Sirius Is A Buy Regardless Of Liberty's Acquisition Failure

| About: Sirius XM (SIRI)


Sirius is the market leader in car radio service, and it's now looking to gain a presence in mobile.

It has already inked deals with Toyota and Honda, extended a deal with Nissan, and plans to make a move into the used market.

With its impressive free cash flow margins and top line expansion opportunities, fair value could be over $4.

After a generally weak performance in 2013, Sirius XM (NASDAQ:SIRI) looks as if it is set to perform much better in 2014, especially if the better-than-expected fourth quarter results are anything to go by. It is now focused on consistent business growth and trying to build its business to stay ahead of rivals, such as Apple (NASDAQ:AAPL) and Spotify.

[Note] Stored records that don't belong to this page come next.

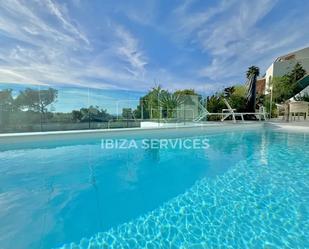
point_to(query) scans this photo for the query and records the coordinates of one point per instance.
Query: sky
(135, 45)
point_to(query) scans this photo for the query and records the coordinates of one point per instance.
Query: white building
(285, 63)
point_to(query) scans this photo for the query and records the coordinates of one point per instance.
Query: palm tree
(253, 70)
(170, 101)
(252, 74)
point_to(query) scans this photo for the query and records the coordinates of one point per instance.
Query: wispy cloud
(45, 46)
(231, 35)
(194, 44)
(128, 50)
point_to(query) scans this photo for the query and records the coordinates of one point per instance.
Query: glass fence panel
(32, 108)
(68, 110)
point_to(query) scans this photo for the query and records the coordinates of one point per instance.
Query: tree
(127, 113)
(36, 100)
(252, 74)
(6, 100)
(282, 88)
(76, 115)
(228, 91)
(169, 102)
(297, 73)
(253, 70)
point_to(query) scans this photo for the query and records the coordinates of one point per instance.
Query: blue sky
(133, 45)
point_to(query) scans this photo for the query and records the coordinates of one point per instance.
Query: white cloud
(45, 46)
(231, 34)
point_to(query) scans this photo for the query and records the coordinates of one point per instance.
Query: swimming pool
(248, 189)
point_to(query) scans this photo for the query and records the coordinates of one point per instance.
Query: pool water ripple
(251, 206)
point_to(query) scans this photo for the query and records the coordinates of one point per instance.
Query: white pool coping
(290, 126)
(209, 126)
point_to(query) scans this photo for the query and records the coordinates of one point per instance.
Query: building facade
(284, 64)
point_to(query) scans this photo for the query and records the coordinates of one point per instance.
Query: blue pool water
(249, 189)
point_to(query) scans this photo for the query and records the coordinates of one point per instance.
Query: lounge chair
(231, 112)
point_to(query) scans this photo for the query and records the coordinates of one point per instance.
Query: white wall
(280, 68)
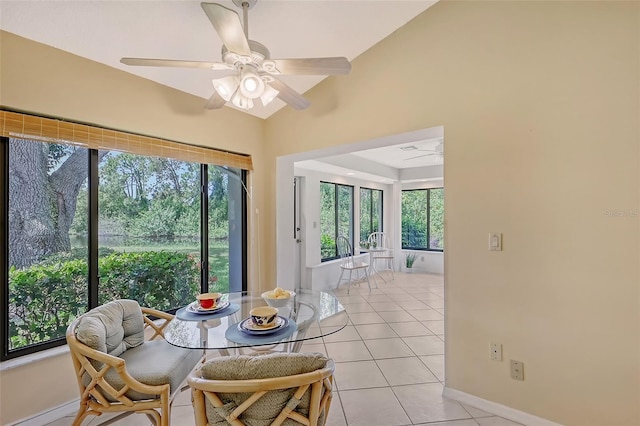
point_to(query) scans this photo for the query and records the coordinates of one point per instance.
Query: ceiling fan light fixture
(268, 95)
(251, 85)
(242, 101)
(226, 86)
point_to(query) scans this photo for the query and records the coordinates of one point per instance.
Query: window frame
(92, 245)
(428, 223)
(336, 231)
(371, 210)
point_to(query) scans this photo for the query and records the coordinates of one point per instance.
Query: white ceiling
(107, 30)
(385, 164)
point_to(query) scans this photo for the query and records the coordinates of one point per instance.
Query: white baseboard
(49, 416)
(497, 409)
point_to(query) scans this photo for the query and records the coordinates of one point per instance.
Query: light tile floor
(389, 361)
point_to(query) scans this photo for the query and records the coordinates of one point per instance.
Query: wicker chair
(263, 390)
(381, 240)
(124, 365)
(347, 263)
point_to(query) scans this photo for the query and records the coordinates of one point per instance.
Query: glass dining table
(307, 315)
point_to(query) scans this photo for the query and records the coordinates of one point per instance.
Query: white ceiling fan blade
(290, 96)
(419, 156)
(144, 62)
(314, 66)
(215, 101)
(228, 26)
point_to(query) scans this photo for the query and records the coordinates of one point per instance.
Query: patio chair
(124, 365)
(381, 241)
(347, 263)
(263, 390)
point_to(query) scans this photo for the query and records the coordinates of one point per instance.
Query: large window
(370, 212)
(336, 217)
(423, 219)
(86, 226)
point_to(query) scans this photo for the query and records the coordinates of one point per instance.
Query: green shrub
(45, 298)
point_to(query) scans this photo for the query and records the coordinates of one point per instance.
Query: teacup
(264, 316)
(208, 300)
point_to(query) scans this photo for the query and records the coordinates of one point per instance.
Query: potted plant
(409, 259)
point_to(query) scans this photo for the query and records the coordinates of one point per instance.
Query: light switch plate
(495, 241)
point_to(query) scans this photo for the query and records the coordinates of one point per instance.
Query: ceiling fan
(437, 151)
(253, 72)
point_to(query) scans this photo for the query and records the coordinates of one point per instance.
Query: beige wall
(540, 107)
(39, 79)
(540, 103)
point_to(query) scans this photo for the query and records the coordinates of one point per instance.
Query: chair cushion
(267, 408)
(113, 327)
(156, 362)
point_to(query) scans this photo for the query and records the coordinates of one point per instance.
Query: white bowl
(277, 303)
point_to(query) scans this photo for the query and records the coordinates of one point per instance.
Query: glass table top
(307, 315)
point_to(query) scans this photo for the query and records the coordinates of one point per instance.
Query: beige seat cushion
(117, 328)
(113, 327)
(267, 408)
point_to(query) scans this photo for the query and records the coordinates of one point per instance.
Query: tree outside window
(149, 243)
(336, 217)
(370, 212)
(423, 219)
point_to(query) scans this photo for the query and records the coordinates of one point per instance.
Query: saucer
(195, 308)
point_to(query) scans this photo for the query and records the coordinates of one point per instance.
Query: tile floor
(389, 361)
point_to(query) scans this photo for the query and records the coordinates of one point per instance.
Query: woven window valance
(25, 126)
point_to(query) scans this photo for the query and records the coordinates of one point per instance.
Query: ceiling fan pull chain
(245, 18)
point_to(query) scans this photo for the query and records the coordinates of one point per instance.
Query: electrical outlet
(517, 370)
(495, 351)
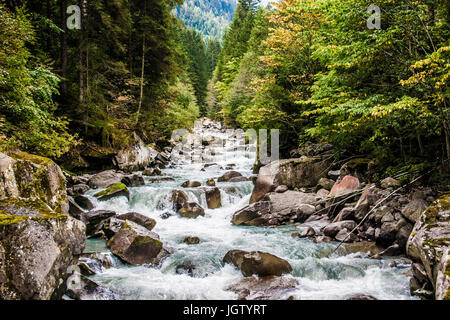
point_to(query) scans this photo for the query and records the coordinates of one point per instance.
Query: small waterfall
(320, 274)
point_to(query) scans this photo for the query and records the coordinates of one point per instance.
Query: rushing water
(321, 274)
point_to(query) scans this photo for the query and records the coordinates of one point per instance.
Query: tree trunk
(141, 95)
(64, 47)
(447, 137)
(419, 141)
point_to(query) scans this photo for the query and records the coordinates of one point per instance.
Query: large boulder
(227, 176)
(275, 209)
(37, 246)
(349, 184)
(257, 262)
(137, 156)
(84, 202)
(294, 173)
(88, 289)
(414, 209)
(23, 175)
(113, 191)
(191, 184)
(140, 219)
(179, 199)
(361, 168)
(334, 228)
(95, 219)
(105, 179)
(191, 210)
(264, 288)
(136, 245)
(133, 180)
(213, 198)
(429, 243)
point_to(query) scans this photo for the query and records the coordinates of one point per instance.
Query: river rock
(349, 184)
(307, 233)
(211, 167)
(114, 191)
(191, 184)
(281, 189)
(229, 175)
(187, 268)
(326, 183)
(191, 210)
(345, 214)
(133, 180)
(369, 198)
(344, 235)
(363, 297)
(27, 176)
(37, 245)
(105, 179)
(179, 199)
(144, 221)
(80, 189)
(414, 209)
(136, 245)
(84, 202)
(294, 173)
(213, 198)
(361, 168)
(274, 209)
(333, 229)
(238, 179)
(191, 240)
(148, 172)
(135, 157)
(75, 210)
(257, 262)
(97, 262)
(429, 244)
(393, 250)
(87, 289)
(94, 220)
(390, 182)
(264, 288)
(322, 239)
(397, 230)
(368, 247)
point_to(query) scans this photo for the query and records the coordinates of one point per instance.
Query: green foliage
(209, 17)
(27, 91)
(319, 73)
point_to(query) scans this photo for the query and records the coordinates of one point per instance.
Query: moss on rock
(15, 210)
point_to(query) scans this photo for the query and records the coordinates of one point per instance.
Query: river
(321, 274)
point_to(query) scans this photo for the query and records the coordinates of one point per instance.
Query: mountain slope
(209, 17)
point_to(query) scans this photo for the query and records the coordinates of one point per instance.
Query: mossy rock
(34, 177)
(113, 191)
(13, 211)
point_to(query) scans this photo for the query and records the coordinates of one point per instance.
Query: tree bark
(63, 8)
(141, 95)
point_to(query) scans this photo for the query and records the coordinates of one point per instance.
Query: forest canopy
(316, 71)
(313, 69)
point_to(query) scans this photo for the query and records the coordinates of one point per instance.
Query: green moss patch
(15, 210)
(20, 155)
(112, 189)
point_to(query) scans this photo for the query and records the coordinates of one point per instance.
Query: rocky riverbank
(47, 215)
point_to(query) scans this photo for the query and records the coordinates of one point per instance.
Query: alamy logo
(74, 20)
(374, 21)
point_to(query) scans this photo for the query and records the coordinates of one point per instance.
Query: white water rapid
(321, 275)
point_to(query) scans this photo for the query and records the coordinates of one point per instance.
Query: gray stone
(41, 245)
(294, 173)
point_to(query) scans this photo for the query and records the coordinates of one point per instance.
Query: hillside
(209, 17)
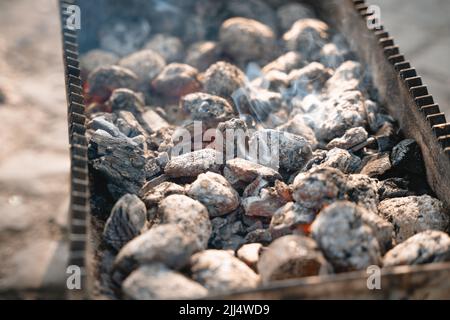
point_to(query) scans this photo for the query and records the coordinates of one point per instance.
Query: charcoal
(190, 215)
(209, 109)
(193, 163)
(408, 156)
(165, 243)
(146, 64)
(168, 47)
(177, 80)
(425, 247)
(282, 150)
(290, 12)
(202, 54)
(223, 79)
(247, 40)
(123, 37)
(289, 218)
(268, 201)
(306, 36)
(125, 222)
(96, 58)
(376, 165)
(319, 187)
(215, 192)
(243, 170)
(347, 242)
(249, 253)
(219, 272)
(351, 138)
(291, 257)
(157, 282)
(413, 214)
(104, 80)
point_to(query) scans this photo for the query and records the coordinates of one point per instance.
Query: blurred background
(34, 162)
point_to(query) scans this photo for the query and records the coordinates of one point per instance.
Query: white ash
(126, 221)
(290, 257)
(414, 214)
(347, 242)
(219, 272)
(156, 282)
(215, 192)
(425, 247)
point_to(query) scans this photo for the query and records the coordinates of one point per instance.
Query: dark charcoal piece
(125, 222)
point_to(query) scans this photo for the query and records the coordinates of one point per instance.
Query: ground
(34, 162)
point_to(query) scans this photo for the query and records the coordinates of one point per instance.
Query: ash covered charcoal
(193, 163)
(157, 282)
(282, 150)
(209, 109)
(219, 271)
(202, 54)
(177, 80)
(291, 12)
(126, 221)
(169, 47)
(146, 64)
(289, 218)
(249, 253)
(306, 36)
(413, 214)
(215, 192)
(247, 40)
(104, 80)
(347, 242)
(291, 257)
(190, 215)
(125, 36)
(425, 247)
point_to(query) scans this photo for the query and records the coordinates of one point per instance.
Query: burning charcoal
(351, 138)
(291, 257)
(247, 40)
(125, 222)
(156, 282)
(190, 215)
(289, 13)
(280, 149)
(290, 217)
(168, 47)
(411, 215)
(123, 37)
(319, 187)
(208, 109)
(268, 201)
(104, 80)
(177, 80)
(407, 156)
(306, 36)
(249, 253)
(347, 242)
(219, 271)
(223, 79)
(309, 79)
(165, 243)
(193, 163)
(202, 54)
(246, 171)
(393, 188)
(425, 247)
(95, 59)
(215, 192)
(376, 165)
(146, 64)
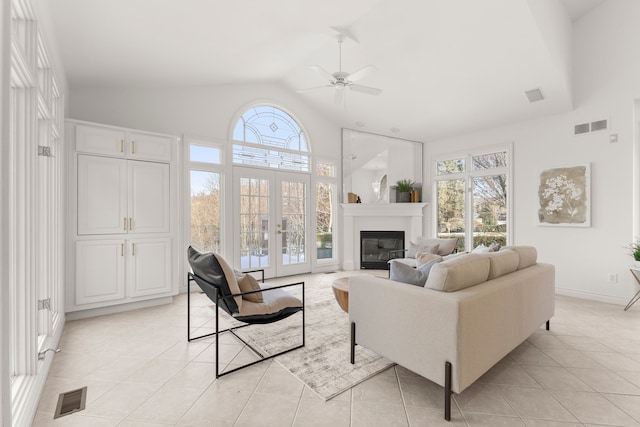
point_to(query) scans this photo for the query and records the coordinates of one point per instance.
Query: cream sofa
(473, 310)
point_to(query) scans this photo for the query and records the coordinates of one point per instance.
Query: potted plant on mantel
(404, 187)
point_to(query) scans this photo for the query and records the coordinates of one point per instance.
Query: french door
(271, 219)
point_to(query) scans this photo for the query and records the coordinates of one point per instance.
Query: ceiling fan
(341, 80)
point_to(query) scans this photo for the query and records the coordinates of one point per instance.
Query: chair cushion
(248, 283)
(445, 246)
(215, 270)
(459, 273)
(274, 301)
(401, 272)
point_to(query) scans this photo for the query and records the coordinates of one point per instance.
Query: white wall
(606, 81)
(207, 111)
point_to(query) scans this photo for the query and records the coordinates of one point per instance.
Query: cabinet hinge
(44, 304)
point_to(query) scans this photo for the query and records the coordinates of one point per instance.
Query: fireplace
(375, 247)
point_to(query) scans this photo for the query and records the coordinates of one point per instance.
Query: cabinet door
(97, 140)
(149, 197)
(102, 195)
(149, 147)
(100, 271)
(149, 267)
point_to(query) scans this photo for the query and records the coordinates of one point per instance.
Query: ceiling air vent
(596, 126)
(599, 125)
(581, 129)
(534, 95)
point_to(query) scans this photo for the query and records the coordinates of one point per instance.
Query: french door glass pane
(451, 210)
(293, 222)
(490, 210)
(254, 223)
(324, 220)
(205, 210)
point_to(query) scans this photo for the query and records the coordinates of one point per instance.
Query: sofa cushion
(423, 258)
(401, 272)
(445, 246)
(528, 255)
(415, 248)
(459, 273)
(501, 263)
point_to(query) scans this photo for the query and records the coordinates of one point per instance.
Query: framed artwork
(564, 196)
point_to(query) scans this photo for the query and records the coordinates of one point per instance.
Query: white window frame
(468, 176)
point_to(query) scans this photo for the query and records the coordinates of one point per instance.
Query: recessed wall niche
(372, 164)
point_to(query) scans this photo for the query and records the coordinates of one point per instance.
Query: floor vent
(70, 402)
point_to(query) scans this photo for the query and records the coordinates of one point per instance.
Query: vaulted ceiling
(444, 66)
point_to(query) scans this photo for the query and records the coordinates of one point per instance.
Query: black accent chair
(218, 281)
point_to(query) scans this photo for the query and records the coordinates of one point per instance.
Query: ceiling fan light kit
(340, 80)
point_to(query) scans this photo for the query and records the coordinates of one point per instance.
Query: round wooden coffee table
(341, 292)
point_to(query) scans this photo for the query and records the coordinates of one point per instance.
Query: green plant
(635, 250)
(404, 186)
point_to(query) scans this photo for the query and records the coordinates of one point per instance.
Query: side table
(635, 272)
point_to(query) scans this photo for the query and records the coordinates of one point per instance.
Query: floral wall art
(564, 196)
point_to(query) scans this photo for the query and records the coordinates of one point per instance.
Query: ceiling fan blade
(309, 89)
(339, 96)
(366, 89)
(362, 73)
(324, 73)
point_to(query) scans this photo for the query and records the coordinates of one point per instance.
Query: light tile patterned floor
(141, 372)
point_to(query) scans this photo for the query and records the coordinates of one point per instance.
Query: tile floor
(141, 372)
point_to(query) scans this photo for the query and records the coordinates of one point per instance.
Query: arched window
(268, 137)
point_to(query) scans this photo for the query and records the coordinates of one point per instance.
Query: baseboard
(592, 296)
(83, 314)
(26, 390)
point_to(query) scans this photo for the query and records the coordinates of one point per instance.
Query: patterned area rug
(323, 363)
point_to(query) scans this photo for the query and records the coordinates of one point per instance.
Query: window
(205, 181)
(325, 210)
(266, 136)
(483, 216)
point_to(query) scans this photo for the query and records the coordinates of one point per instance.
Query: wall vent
(70, 402)
(595, 126)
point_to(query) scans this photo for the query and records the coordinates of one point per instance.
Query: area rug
(323, 363)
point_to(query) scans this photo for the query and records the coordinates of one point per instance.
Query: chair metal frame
(192, 277)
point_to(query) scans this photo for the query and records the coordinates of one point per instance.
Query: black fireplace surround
(375, 247)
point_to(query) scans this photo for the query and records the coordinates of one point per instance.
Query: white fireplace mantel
(381, 217)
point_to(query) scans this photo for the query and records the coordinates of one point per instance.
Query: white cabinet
(123, 224)
(99, 271)
(117, 142)
(109, 271)
(122, 196)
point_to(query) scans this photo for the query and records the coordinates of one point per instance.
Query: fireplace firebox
(375, 247)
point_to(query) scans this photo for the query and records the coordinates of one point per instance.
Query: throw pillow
(249, 283)
(423, 258)
(415, 248)
(401, 272)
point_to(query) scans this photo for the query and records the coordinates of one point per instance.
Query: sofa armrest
(410, 325)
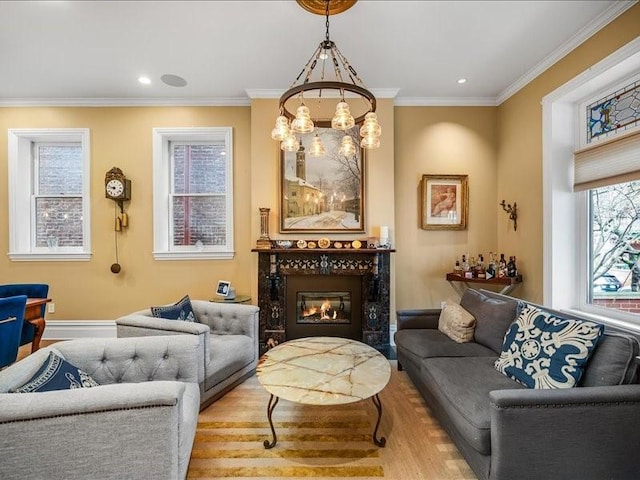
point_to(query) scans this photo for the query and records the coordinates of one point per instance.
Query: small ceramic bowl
(284, 243)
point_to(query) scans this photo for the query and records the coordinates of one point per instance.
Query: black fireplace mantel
(275, 265)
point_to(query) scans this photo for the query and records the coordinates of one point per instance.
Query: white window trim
(21, 224)
(565, 229)
(161, 138)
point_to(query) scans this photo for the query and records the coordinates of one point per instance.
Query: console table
(506, 284)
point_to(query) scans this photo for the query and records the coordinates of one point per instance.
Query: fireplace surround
(359, 276)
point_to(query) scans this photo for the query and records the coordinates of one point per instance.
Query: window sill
(50, 257)
(193, 255)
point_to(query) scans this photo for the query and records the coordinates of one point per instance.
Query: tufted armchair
(31, 290)
(228, 338)
(139, 423)
(11, 318)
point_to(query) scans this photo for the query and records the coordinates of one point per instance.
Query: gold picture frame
(323, 194)
(444, 202)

Growth has been solid over the past year, and the radio service has made its presence felt in cars, as well as mobile devices. It currently only has around 25% market share of all the cars on the road, but with new car sales of 16 million estimated this year, there are plenty of opportunities.

Major deals of late boost growth

Over the past year, Sirius inked deals with Toyota (NYSE:TM) and Honda (NYSE:HMC), and extended its deal with Nissan (OTCPK:NSANY), while also forecasting that 11 million cars this year will be fitted with satellite radio (compared to 10.7 million cars last year). Also, 60 million cars are currently fitted with factory-installed radio satellite services, and this figure is expected to climb to 100 million cars over the next five years.

It is also making a serious move in the used car market, and expects sales in this segment to exceed the new car market. In an effort to acquire customers, free trials are offered through 2,500 dealers in its network, and in 2013, 13 million free trials were offered at a conversion rate of 34%, taking into account both new and used cars. The company currently has a market share of about 70% for new cars in the United States.

Business model diversification

At the end of 2013, Sirius completed its acquisition of the connected vehicles services unit of Agero, and the unit will be renamed Sirius XM Connected Vehicle Services. This acquisition will place Sirius in a strong position to offer unparalleled telematics services, along with relationships with a number of leading automotive manufacturers, including Toyota, BMW and Honda.

The connected vehicles services will provide several services, such as vehicle maintenance information and location-based traffic information, as well as help with navigation and voice texting. The deal has the potential to double Sirius' current U.S. market share of 25%, helping distance itself completely from music streaming service providers.

Fundamentals are strong and support growth

The fundamentals are strong. In 2013, it posted a 12% Y/Y increase in revenues to $3.8 billion. Operating income was a record $1.04 billion, with an operating margin of more than 27%. Net income was $377 million, translating into an EPS of $0.06 per share.

Free cash flow generation grew by 31% during 2013 to $927 million. Share buybacks amounted to $1.76 billion during the year, and the company has authorization for a further amount of $2.2 billion that's still to be executed.

Sirius also added 1.66 million subscribers during the year, ending 2013 with a total of 25.6 million. Self-pay subscribers grew to 21.8 million, compared to 20.6 million in the preceding quarter, putting the conversion rate for new vehicles at 42%.

The churn rate was only 1.8%, with the most encouraging fact being the growth in average revenues per user, which grew from $12.12 to $12.46.

What's the outlook really look like?

The key for Sirius is the broadening of its target customer base. The used car market is roughly three times the size of the new car market, and Sirius is making serious moves to penetrate this market. It is trying to reach out to used car owners by using their dealer network when they service vehicles. It already offers a commercial free experience with highly differentiated content and more into connected vehicles services.

The Liberty Media conundrum

In January, John Malone, the chairman of Liberty, made a bid of $3.68 a share to buy the 48% of Sirius that he does not already own. The offer has been called ludicrous by consumer activist Ralph Nader, and there have been calls for the offer to be increased. Sirius has appointed consultants to assess the offer and assist the board in negotiations, but the future outcome is still in doubt. And the latest news includes the fact that Liberty pulled its offer. However, the news isn't all bad - Sirius will now resume its stock repurchase program.

Bottom line

Sirius still appears to be a solid investment. Sirius is looking to diversify its business model from a pure radio entertainment provider to also a web-based safety and navigation information provider for cars. The stock still trades at a discount to the previous Liberty offer price, but fair value is still north of $4. The free cash flow margins on the business are more than impressive. Assuming Sirius can grow free cash flow at a 6% rate over the next five years, then 4% over the long term, coupled with a 10% discount rate suggests a fair value of $4.10.

Disclosure: I have no positions in any stocks mentioned, and no plans to initiate any positions within the next 72 hours. I wrote this article myself, and it expresses my own opinions. I am not receiving compensation for it (other than from Seeking Alpha). I have no business relationship with any company whose stock is mentioned in this article.